Environmental scientist speaks up on necessity of legislation for reduction of oil drilling disaster risks
(tba) About two years after the oil drilling disaster in the Gulf of Mexico, the column of the respected science journal Nature has featured an article by Dr. Donald Boesch, Professor of marine science and president of the University of Maryland Center for Environmental Science in Cambridge, reminding of the necessity of legislation to reduce the risk of disasters caused by oil drilling in coastal and ocean zones, to improve safety and to protect the environment.
Dr. Boesch "served on the US president's commission that produced the report Deep Water: The Gulf Oil Disaster and the Future of Offshore Drilling" and concluded, "that the root causes of the blowout and explosion were deficiencies in regulatory oversight and multiple poor decisions made in the absence of a comprehensive risk-management system."
The scientist states that when working for this commission, he was "impressed by the technologies developed to produce hydrocarbons from ever deeper, more highly pressured formations, but surprised by the lack of sophistication in techniques for detecting and controlling risk, containing the flow of hydrocarbons, collecting spilled oil and protecting vulnerable resources."
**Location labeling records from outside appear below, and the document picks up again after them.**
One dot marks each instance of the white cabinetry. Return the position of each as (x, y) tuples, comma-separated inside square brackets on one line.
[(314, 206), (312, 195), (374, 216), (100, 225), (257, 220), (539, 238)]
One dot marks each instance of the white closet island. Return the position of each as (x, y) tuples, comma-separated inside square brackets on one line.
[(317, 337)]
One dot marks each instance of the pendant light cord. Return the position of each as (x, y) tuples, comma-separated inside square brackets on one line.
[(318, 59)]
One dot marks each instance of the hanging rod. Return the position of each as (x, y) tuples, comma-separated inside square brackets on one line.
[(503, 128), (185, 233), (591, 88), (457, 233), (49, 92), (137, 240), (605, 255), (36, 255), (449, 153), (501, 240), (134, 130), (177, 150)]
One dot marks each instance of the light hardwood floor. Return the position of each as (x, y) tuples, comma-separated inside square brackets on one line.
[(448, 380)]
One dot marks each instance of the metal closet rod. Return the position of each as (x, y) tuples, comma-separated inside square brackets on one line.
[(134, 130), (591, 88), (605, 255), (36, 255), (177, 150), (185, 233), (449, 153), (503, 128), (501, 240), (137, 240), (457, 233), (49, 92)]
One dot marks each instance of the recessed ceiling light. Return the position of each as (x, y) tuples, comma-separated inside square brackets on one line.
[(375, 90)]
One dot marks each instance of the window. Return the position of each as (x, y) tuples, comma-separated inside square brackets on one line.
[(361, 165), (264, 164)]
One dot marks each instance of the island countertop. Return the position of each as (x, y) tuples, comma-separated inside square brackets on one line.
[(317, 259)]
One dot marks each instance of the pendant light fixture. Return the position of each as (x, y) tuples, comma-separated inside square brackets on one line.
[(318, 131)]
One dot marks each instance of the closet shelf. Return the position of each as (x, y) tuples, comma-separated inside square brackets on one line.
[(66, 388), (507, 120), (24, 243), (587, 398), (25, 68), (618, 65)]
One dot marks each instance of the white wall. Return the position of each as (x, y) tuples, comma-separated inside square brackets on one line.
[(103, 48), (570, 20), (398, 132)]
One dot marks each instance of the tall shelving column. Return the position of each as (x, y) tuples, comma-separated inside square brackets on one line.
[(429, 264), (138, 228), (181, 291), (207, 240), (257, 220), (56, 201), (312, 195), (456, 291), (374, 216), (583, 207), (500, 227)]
If important lessons from the Deepwater Horizon disaster in the Gulf of Mexico are "not to be lost as the events of 2010 fade from memory", he argues, "there is a pressing need to change the law to make such accidents less likely, and our response more effective."
While BP has reached a settlement at court, paying out some of the affected businesses (CNN reported), the true extent of impacts of the catastrophe on the fisheries and tourism sectors, on health, biodiversity and the economic and biological environment arestill unknown.
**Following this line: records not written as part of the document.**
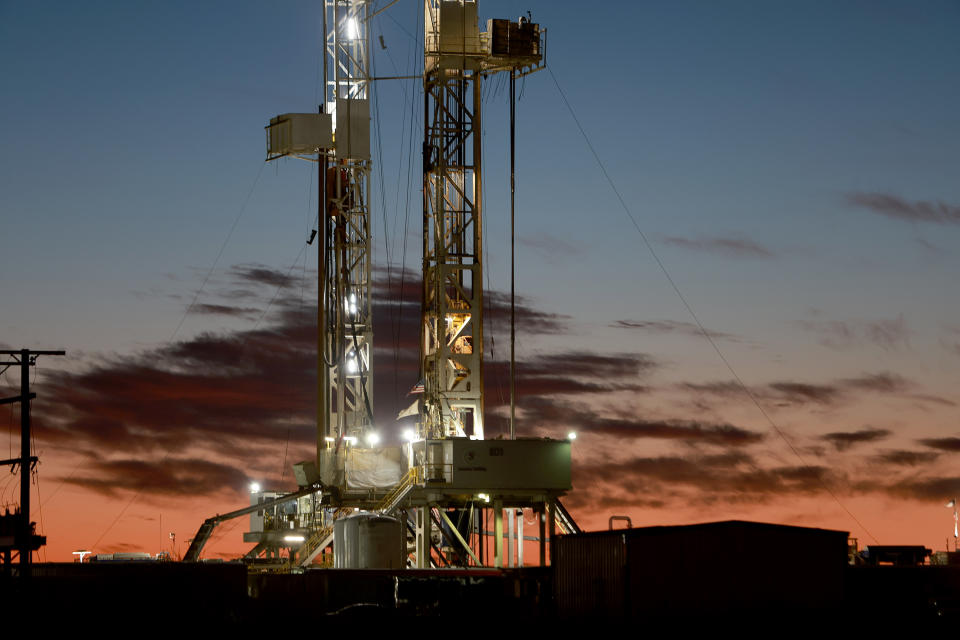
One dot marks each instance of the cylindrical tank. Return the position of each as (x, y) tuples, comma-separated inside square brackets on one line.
[(368, 541)]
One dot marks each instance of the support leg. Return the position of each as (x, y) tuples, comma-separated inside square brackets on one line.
[(498, 534)]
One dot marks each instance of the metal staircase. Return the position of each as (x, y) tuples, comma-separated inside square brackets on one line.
[(393, 499)]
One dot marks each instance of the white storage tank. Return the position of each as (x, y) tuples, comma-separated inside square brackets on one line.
[(368, 541)]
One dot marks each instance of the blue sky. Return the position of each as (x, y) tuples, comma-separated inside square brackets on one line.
[(793, 164)]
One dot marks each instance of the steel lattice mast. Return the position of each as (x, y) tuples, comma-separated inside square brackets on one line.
[(345, 322), (452, 306)]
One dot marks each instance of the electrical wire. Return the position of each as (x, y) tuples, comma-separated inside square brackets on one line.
[(219, 253), (706, 334)]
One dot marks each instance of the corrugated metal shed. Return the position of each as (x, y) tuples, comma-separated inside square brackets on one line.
[(719, 568)]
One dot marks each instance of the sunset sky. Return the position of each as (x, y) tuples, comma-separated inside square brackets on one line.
[(793, 166)]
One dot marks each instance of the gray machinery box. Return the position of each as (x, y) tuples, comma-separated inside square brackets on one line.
[(537, 464)]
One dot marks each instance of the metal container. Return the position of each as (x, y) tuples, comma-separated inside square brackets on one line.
[(368, 541)]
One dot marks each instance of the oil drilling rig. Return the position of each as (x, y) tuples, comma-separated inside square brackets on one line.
[(427, 502)]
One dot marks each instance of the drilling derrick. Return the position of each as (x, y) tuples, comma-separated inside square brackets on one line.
[(345, 409), (452, 307)]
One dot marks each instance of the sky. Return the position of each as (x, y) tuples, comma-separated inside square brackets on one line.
[(783, 174)]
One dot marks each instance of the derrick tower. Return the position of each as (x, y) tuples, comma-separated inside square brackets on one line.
[(345, 407), (457, 56)]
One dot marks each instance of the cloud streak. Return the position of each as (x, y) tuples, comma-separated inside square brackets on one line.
[(893, 206), (729, 246)]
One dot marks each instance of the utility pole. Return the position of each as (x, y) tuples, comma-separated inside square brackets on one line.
[(24, 537)]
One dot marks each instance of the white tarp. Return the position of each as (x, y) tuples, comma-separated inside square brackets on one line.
[(379, 468)]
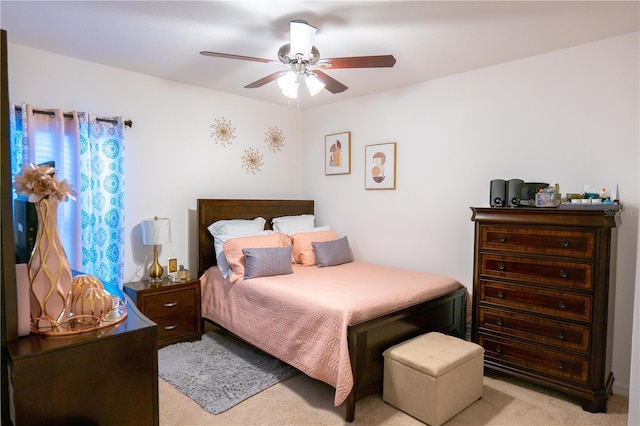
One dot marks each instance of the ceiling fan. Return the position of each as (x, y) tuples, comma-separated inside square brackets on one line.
[(303, 61)]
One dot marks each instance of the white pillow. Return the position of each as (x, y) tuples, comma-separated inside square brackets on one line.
[(221, 260), (292, 224), (237, 227), (316, 229)]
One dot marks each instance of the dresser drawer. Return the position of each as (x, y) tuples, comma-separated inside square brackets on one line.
[(535, 329), (547, 272), (531, 357), (176, 327), (549, 302), (155, 306), (556, 242)]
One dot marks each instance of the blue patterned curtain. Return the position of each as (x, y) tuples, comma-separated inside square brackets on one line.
[(100, 190), (102, 197)]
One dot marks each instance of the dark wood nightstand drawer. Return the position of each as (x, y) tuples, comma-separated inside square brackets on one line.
[(535, 329), (535, 300), (174, 307), (539, 241), (553, 363), (176, 327), (548, 272), (169, 303)]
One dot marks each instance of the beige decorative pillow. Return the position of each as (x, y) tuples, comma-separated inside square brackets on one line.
[(302, 248), (232, 249)]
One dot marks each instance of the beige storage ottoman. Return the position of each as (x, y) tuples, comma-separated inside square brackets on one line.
[(433, 377)]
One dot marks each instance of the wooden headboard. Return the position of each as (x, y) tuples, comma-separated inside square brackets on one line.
[(211, 210)]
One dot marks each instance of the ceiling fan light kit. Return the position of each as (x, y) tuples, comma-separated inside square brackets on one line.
[(302, 57)]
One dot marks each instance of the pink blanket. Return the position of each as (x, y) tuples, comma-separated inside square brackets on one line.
[(302, 318)]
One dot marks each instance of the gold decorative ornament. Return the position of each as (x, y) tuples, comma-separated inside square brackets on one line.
[(223, 132), (252, 160), (275, 139)]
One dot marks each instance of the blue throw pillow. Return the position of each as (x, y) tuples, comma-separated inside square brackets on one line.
[(332, 253), (267, 262)]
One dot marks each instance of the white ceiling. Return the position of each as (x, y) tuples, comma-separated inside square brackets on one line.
[(429, 39)]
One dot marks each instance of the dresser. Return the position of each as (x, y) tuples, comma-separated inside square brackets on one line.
[(543, 297), (104, 377), (174, 306)]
A recent study has revealed an unprecedented impact of the oil spill on the deep ocean, in particular on coral communities, and Al Jazeera reported yesterday about the findings of mutated shrimp, deformed fish and clawless crabs. According to the article, local fishermen also mention "eyeless fish, and fish lacking even eye-sockets, and fish with lesions, fish without covers over their gills, and others with large pink masses hanging off their eyes and gills". The Guardian reported about the current difficulties faced by the courts of finding a money value for the masses of dolphins that had died.
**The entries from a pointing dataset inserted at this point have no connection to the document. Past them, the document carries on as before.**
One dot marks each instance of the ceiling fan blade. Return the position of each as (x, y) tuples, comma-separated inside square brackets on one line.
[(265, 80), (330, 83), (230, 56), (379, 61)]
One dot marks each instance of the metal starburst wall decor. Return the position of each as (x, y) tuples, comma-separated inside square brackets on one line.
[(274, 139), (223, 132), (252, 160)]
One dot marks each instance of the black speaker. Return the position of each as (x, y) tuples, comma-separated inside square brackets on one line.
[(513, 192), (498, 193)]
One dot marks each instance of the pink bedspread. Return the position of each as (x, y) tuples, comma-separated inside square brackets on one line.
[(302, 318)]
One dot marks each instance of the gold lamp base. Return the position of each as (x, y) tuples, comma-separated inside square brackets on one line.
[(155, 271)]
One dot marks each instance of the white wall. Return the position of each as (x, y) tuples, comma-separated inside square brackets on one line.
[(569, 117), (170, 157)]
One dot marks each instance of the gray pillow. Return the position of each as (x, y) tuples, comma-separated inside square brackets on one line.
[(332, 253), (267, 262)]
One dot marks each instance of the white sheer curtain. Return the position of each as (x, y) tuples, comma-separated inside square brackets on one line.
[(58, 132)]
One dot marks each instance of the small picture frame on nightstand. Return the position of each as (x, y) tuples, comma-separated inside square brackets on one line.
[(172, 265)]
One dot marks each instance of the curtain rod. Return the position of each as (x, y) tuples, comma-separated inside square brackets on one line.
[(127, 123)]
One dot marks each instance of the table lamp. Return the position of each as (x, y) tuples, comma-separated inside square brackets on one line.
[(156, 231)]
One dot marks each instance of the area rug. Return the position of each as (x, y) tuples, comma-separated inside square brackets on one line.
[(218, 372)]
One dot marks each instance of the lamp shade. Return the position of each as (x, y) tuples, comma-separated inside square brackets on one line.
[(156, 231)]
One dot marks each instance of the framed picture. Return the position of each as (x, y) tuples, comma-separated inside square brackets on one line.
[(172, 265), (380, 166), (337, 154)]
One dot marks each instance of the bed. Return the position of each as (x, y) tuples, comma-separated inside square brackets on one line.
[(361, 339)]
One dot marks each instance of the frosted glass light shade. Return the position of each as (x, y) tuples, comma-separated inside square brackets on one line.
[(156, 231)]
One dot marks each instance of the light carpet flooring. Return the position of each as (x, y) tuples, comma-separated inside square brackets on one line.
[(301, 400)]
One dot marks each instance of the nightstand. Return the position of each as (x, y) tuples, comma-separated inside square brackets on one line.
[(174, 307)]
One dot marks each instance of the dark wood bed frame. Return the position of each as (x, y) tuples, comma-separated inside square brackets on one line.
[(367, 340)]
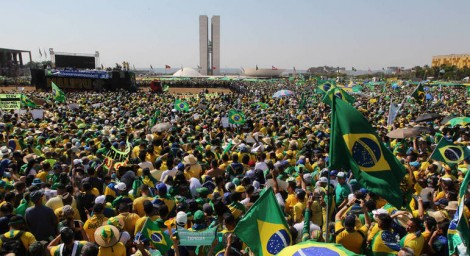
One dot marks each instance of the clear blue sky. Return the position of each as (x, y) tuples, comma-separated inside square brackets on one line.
[(286, 33)]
Finally, the report of the US president`s commission and the impacts of the Deep Water Horizon incident show clearly that, given a lack of sophisticated techniques for detecting and controlling risk and protecting vulnerable resources even in the United States, small, vulnerable economies in the Caribbean and the Pacific must be even more careful when engaging in oil drilling in coastal and ocean zones and should enact proactive legislation to avoid disaster risks from oil drilling.